Many (thanks!) readers sent links to Tyler Vigen’s Spurious Correlations, whose motto is “Discover a new correlation – an interesting spurious correlation each day!”
My favorite is tying the yearly number of people who drowned by falling into a swimming-pool with the number of films Nicolas Cage appeared in. The correlation is, ominously, 0.666, meaning that the more we see of Cage the more widespread and Satanic the death toll. Surprised?
But that correlation is trivial compared to per capita consumption of cheese in the States with the number of people who died by becoming tangled in their bed sheets, which reaches a whopping, and statistically significant, 0.947.
Before you wander off giggling, answer this: what makes Mr Vigen’s entries different from those offered at “data journalism” sites like Vox and FiveThirtyEight? Or indeed different from learned journals, such as Stroke, which recently published the “significant” discovery that “Geomagnetic Storms Can Trigger Stroke“?1
Consider that we have dispassionate data culled from government sources, and therefore as pure-as-can-be. No rules of statistics have been violated. No miscalculations have been made. True, “statistical significance” should join chiropractory, communism, and continual motion machines on the scrap heap of beguiling but baneful, baleful beliefs. But switching to another quantitative probability interpretation won’t fix anything.
Like, for instance, a Bayesian technique. Turning these correlations into Bayesian parametric posteriors would change little. Even going whole hog and speaking of posterior predictive distributions, where the uncertainty of the parameters are “integrated out” and the model speaks purely in terms of observables, though it would be an improvement, wouldn’t do much good.

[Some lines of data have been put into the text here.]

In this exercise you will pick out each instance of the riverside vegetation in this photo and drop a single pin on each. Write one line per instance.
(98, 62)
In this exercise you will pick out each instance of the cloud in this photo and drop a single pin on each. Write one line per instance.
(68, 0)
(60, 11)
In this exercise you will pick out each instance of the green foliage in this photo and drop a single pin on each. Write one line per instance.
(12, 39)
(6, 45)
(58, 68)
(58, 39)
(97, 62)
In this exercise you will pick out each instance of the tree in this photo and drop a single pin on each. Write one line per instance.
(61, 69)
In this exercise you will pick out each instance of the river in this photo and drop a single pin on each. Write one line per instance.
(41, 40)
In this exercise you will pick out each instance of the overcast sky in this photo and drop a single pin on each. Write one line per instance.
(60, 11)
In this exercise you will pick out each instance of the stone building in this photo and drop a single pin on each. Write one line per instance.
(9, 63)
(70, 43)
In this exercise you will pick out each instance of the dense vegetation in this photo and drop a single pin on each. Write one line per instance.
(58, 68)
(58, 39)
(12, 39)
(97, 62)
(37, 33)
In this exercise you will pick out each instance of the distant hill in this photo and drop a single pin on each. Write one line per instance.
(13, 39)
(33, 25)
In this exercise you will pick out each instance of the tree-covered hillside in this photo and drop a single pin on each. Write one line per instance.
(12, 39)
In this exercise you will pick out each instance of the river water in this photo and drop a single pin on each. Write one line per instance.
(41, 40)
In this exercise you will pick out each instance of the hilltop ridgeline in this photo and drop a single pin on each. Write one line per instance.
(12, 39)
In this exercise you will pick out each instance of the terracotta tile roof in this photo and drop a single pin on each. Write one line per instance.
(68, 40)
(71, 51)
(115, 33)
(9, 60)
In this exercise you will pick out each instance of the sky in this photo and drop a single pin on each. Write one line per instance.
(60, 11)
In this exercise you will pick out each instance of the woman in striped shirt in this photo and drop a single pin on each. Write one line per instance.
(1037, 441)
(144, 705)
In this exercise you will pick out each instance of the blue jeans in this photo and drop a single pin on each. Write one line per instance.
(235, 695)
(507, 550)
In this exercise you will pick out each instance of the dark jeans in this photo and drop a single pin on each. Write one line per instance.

That’s because the quantitative “signals” identified by Vigen, and by many “researchers” in their papers, are real—they really are there. That cheese-bed sheet correlation really is absurdly high. But could eating cheese cause somebody to strangle themselves with his bed sheet? Maybe. Cheese is very binding, as my Grandmother used to say.
Hilarious puns aside, we suspect these correlations because we can’t think of plausible (efficient) causal connections. We have no proof of lack of causality, not in the “formal data” anyway. But that is because probability is far more than its formal quantification.
Statistics is shockingly limited. It never, or at least not natively, asks about causation. Instead, it asks about correlations. “Given this what is the probability of that,” is what it is good at, not “What caused that?”
This would not be problematic except that everybody, unless they’re forewarned, mistakes statistical correlations for causality—and even when forewarned the error is made. That stroke paper says the sun’s rays are causing apoplexy. How? Who knows? But the sun’s rays are a form of radiation and radiation, as our culture affirms every chance it gets, is bad. Strokes are bad, too. Therefore, the sun might cause strokes.
And, hey, maybe it does. The statistics say it might; there are even wee p-values. But statistics also suggests Nicholas Cage causes suicides.
The key difference between the stroke paper and cheese-bed sheet connection is that the authors of the former work took care to build a plausible causal story, while Vigen’s site offers none, and even asks you to consider there could be none. The formal quantitative result is the same in both cases.
This is where statistical practice becomes schizophrenic. Everybody knows that there is more to the evidence that than which is formally quantified. But if the formally quantified evidence is pleasing (wee p-values, etc.) it is taken as proof of the speculated causation, as if, that is, it were the complete evidence. Read the discussion section of any paper which relies on statistics to see this, particularly in the so-called soft sciences or those claiming the horrors which await us once global warming finally strikes (soon, soon).
The opposite also holds. Consider that if we knew, really knew, the causal process by which solar rays caused stroke, it wouldn’t matter what the statistical evidence said. Non wee p-value? Well, that could be a faulty observation, the wrong population, something.
Part of the problem is the intense drive to quantify and to leave everything non-quantifiable behind. You can’t stick ideas into formulas. Another part is the mysticism which accompanies classical statistical measures. Wee p-values are magic.
So what to do? Ah, that’s the hard part. One quick example. If we want to map the uncertainty of the flight of a bullet from a Smith & Wesson six-shooter, we ask a physicist about the equations of motion related to ballistics. Because why? Because those equations quantify our understanding of the causality. So much force in such and such a way results in the bullet being caused to land over there. That’s a pure causal model.
Except it won’t work in practice, not perfectly. Because that causal model won’t nail the precision of the landing past some point. We may be able to say, via the causal model, that the bullet will land somewhere on some target, but that’s it. To say more, we can add a probability model to the causal model which gives us probabilities the bullet lands in specific locations on the target.
We do that because we don’t understand all the forces acting on the flight of the bullet. Those parts which we don’t understand are “random”, i.e. unknown, those parts which we do know are the (gross) causes and are modeled accordingly.
In other words, the best models are mixtures of physics and probability. About these, more later.
1We might look at this paper, which was discovered by K.A. Rodgers, in depth later.